Now we know that Timothy Geithner was acutely sensitive to the perception of insider dealing at the New York Fed. Because a few months later when it came time for the Fed to deal with the Lehman difficulties, Geithner asked Dick Fuld, CEO of Lehman, to resign from the board of the Fed precisely to avoid such appearances.
But what neither Tim Geithner nor Jamie Dimon has ever revealed and WHAT NO OTHER MAJOR MEDIA HAS EVER REVEALED is that Jamie Dimon was on the board of directors of the New York Fed at the time of the Bear Stearns deal, and that as such, he was effectively Tim Geithner’s boss. Ask him about that and whether he views that as a possible conflict of interest.
Question #2: In the weeks leading up to the forced sale of Bear Stearns, did you discuss with anyone the idea of seeking retribution against Bear for its failure to support the bailout of Long Term Capital Management in 1998.
This is another gem not widely reported. Of course Geithner was not at the New York Fed in 1998. He was serving at the time as an understudy to Larry Summers and Bob Rubin at Treasury. But he was a close witness to the events surrounding the collapse of LTCM. The Federal Reserve Bank of New York organized a $3.625 billion bailout by the major creditors “to avoid a wider collapse in the financial markets.” But not all the banks were willing to participate at the level asked. Eleven banks put up the suggested $300 million, two banks put up lesser amounts ($125 and $100 million respectively) and one bank -- BEAR STEARNS – declined to participate. We all know payback is a bitch, but the question for you, Mr. Geithner, is: Was the forced sale of Bear Stearns payback?

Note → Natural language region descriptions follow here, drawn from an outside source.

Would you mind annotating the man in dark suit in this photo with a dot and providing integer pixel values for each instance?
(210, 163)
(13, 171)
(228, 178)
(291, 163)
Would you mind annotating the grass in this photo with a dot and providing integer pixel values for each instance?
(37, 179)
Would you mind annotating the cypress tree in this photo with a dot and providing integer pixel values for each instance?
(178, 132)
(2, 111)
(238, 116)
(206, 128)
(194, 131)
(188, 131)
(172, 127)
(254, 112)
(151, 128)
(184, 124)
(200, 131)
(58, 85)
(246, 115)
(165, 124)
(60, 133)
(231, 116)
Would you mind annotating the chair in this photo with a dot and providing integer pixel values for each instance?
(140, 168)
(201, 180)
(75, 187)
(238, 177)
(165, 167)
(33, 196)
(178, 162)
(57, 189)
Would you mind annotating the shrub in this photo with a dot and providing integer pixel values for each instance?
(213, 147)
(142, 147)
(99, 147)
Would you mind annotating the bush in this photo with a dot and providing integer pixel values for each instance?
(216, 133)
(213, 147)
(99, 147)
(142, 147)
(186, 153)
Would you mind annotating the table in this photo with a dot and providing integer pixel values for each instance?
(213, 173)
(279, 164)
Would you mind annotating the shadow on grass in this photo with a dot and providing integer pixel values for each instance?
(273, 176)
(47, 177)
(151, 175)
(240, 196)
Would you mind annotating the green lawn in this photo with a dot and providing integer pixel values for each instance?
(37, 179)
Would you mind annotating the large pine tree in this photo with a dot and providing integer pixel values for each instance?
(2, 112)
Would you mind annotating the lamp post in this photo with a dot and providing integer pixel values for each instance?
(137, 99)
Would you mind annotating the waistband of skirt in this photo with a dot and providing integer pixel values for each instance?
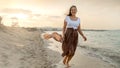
(72, 29)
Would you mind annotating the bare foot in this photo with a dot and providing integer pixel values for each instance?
(68, 65)
(64, 61)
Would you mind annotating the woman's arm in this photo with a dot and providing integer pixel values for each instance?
(81, 33)
(64, 27)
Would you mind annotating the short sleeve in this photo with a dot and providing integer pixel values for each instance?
(66, 18)
(79, 20)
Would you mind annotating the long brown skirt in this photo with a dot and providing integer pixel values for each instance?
(70, 42)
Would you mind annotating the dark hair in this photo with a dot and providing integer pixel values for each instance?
(70, 10)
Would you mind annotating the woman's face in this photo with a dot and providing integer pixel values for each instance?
(73, 10)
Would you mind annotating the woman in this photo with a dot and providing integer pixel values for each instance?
(70, 35)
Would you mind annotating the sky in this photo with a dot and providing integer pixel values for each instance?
(94, 14)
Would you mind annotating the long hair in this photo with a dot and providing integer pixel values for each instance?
(70, 14)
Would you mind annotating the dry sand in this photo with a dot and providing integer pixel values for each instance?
(80, 60)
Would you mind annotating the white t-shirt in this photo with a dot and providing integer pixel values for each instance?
(72, 23)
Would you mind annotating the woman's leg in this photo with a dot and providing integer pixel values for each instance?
(64, 60)
(68, 60)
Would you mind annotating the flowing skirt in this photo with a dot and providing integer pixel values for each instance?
(70, 41)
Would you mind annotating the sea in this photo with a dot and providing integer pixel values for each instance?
(102, 44)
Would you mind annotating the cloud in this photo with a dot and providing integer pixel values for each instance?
(11, 10)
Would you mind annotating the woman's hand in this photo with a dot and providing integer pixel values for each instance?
(85, 39)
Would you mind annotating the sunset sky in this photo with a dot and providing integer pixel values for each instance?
(94, 14)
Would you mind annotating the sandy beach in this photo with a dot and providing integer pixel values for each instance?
(80, 60)
(26, 48)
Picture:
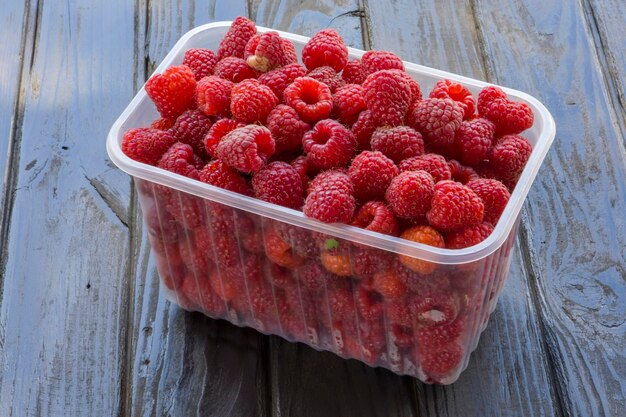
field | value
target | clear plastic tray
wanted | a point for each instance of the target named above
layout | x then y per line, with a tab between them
222	258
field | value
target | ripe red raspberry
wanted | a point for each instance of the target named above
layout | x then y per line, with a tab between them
235	40
494	195
388	96
219	174
246	148
376	217
397	143
326	47
279	183
373	61
146	145
329	144
348	103
287	128
215	134
437	120
432	163
468	236
457	92
410	193
252	101
510	117
190	128
354	72
454	206
310	98
201	61
363	129
264	52
473	140
180	159
213	96
461	173
280	78
173	91
234	69
328	76
371	173
509	155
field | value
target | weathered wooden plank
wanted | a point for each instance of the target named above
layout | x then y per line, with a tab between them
507	374
574	228
181	363
63	312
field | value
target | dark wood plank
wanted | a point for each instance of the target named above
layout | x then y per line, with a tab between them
507	374
184	364
63	314
574	228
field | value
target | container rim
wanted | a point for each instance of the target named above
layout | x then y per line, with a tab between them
343	231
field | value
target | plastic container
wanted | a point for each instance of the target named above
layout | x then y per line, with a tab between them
261	265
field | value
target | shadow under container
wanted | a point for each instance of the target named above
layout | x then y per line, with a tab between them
264	266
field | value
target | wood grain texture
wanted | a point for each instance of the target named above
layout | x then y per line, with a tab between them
574	227
63	315
507	374
184	364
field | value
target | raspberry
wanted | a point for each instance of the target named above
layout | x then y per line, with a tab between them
389	285
427	236
329	144
510	117
201	61
457	92
354	72
432	163
388	96
468	236
215	134
219	174
373	61
310	98
410	193
146	144
213	95
473	140
461	173
235	41
161	123
509	156
494	195
279	183
371	173
329	204
264	52
252	101
437	120
328	76
180	159
173	91
287	128
190	128
280	78
397	143
376	217
326	47
454	206
234	69
363	129
348	102
246	148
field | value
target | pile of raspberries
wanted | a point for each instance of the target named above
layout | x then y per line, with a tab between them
344	141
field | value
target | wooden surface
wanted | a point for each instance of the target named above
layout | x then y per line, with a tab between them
84	329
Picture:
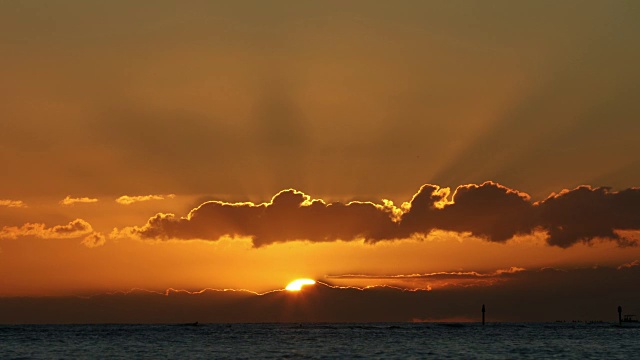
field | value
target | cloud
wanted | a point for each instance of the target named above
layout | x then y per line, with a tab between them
74	229
442	275
489	211
71	201
93	240
128	200
435	280
529	295
13	203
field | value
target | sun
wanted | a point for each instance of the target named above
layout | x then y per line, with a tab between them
296	285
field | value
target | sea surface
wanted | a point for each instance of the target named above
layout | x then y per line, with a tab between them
323	340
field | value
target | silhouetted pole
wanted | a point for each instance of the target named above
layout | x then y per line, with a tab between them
620	315
482	314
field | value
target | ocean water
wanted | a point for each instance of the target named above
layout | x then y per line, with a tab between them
324	340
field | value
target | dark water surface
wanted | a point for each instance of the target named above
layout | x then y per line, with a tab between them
380	340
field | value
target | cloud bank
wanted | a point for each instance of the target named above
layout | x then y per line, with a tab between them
489	211
12	203
71	201
128	200
74	229
531	295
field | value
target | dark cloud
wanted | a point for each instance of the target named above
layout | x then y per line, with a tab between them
535	295
489	211
74	229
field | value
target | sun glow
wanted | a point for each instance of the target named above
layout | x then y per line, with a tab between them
296	285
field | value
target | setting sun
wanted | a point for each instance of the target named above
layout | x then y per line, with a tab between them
296	285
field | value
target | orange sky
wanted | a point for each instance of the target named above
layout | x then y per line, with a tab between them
113	113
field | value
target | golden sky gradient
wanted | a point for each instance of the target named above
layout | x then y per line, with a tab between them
115	115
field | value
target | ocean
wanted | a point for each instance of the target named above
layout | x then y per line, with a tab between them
322	341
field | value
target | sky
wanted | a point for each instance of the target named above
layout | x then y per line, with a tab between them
406	154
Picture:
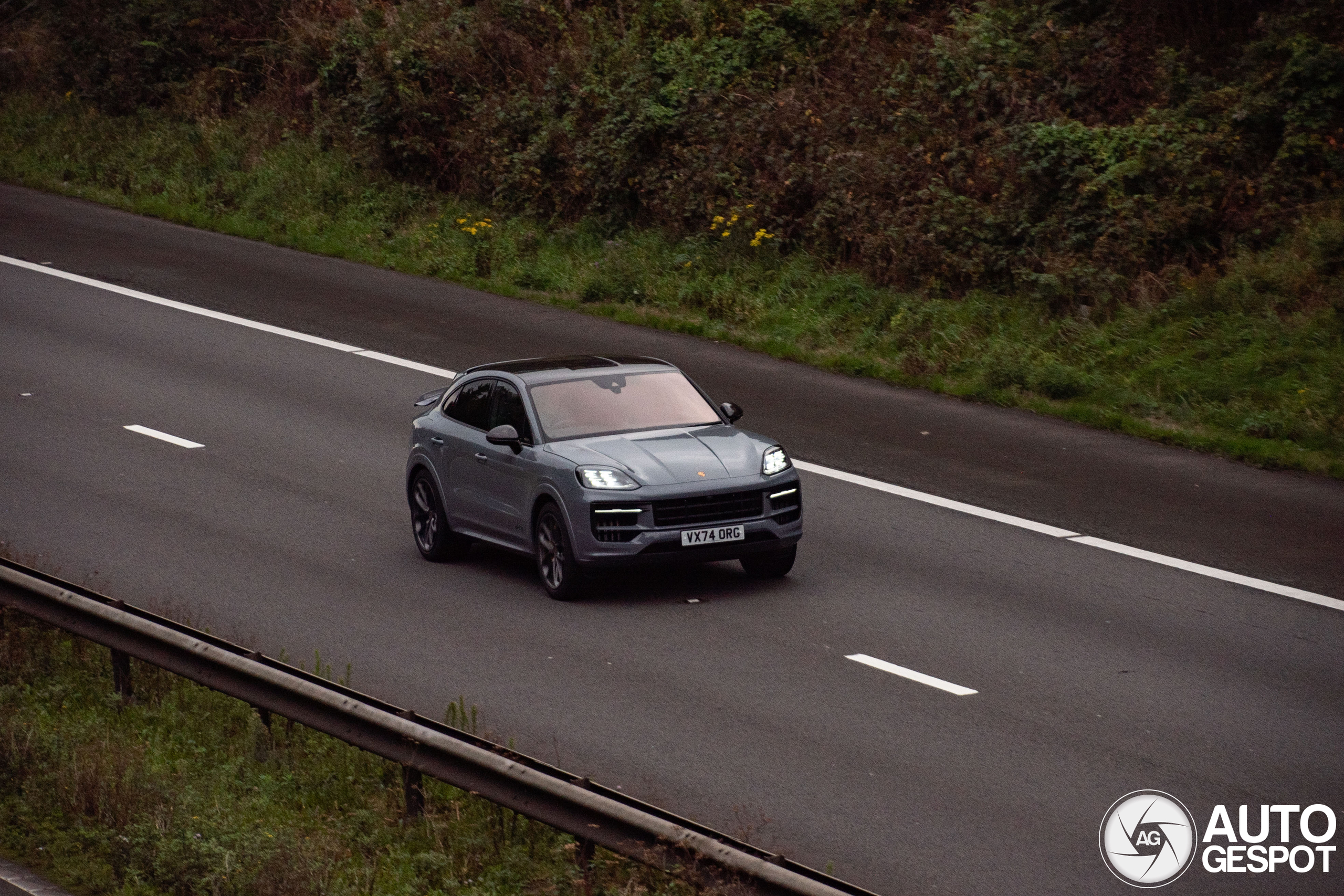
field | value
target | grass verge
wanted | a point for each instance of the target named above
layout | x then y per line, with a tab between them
1246	362
186	792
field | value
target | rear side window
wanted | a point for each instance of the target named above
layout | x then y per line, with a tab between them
472	404
508	409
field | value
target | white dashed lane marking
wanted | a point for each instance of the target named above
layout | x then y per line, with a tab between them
910	673
166	437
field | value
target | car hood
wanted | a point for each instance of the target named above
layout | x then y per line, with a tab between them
667	457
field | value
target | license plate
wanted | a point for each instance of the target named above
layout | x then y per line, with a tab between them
691	537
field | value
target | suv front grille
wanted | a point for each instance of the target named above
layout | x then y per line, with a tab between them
786	505
707	508
616	522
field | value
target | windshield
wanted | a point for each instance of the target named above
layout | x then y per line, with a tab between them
620	404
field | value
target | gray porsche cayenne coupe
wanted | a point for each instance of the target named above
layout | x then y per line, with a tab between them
588	462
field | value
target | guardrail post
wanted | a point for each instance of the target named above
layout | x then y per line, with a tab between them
414	786
121	675
585	847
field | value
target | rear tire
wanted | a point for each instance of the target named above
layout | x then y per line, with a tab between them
429	523
555	563
771	566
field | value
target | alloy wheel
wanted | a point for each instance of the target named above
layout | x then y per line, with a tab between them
424	516
550	551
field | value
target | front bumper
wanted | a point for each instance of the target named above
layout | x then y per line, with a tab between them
646	527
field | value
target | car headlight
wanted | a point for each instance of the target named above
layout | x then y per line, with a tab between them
774	461
593	477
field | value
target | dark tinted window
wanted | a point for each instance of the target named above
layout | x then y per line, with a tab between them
472	404
508	409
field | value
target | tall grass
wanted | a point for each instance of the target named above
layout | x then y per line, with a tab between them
1245	359
186	793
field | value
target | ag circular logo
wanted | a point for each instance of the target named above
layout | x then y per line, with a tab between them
1148	839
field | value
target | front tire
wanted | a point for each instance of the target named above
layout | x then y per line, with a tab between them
429	523
555	561
771	566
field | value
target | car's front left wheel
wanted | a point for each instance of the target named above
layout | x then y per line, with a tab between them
429	523
555	562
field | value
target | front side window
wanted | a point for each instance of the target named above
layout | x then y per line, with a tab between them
508	409
620	404
471	405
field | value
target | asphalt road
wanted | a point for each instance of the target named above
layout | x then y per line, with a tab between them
1097	673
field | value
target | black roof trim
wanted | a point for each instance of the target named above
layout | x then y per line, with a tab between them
563	363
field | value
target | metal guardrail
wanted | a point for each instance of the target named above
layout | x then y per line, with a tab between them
593	813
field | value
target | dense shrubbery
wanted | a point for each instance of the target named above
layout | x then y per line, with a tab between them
187	793
1072	150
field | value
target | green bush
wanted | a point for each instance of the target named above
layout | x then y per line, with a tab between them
187	793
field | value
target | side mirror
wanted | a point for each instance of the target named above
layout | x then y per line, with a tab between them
505	434
430	398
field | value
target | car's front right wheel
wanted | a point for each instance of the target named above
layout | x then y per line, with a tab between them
429	523
555	562
771	566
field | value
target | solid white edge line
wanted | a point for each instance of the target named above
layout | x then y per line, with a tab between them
181	307
402	362
1297	594
933	499
1211	571
166	437
910	673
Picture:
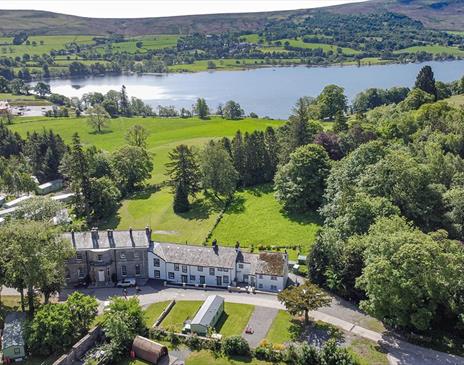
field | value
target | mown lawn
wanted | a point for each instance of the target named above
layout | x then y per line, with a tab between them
368	352
206	357
257	218
153	311
181	311
234	319
282	329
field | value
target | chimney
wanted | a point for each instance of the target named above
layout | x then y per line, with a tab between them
148	233
94	234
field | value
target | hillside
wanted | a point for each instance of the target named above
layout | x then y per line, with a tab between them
445	15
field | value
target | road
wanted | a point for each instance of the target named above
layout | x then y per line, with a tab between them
341	314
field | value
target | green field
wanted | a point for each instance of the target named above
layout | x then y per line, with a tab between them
257	218
234	319
49	43
153	312
434	49
281	329
181	311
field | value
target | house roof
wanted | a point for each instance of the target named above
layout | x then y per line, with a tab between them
208	310
13	330
108	239
271	263
196	255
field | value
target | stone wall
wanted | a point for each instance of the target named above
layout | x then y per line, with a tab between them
80	348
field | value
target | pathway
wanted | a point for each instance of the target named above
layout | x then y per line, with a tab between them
260	322
399	352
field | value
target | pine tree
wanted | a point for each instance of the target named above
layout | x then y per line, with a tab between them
426	81
184	176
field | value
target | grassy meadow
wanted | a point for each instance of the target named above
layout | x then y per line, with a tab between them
254	217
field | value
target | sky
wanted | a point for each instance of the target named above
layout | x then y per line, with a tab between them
156	8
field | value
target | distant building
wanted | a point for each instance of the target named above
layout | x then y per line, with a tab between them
13	343
208	315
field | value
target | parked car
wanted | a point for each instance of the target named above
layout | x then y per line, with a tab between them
126	283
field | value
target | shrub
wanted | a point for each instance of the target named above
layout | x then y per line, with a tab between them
235	346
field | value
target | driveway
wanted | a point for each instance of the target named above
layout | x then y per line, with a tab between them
338	314
260	322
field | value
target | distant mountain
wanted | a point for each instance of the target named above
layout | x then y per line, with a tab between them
445	15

I mean these questions only as the tip of the iceberg. To me it appears that while Timothy Geithner was at the Fed he presided over a massive implementation of what Naomi Klein calls the “shock doctrine,” the idea that tremendous disturbances and calamities also offer tremendous opportunities. It appears that while Timothy Geithner was at the Fed he presided over a massive white collar conspiracy to use taxpayer money to bail out the member institutions who actually own the New York Fed rather than using his authority first and foremost to protect taxpayers.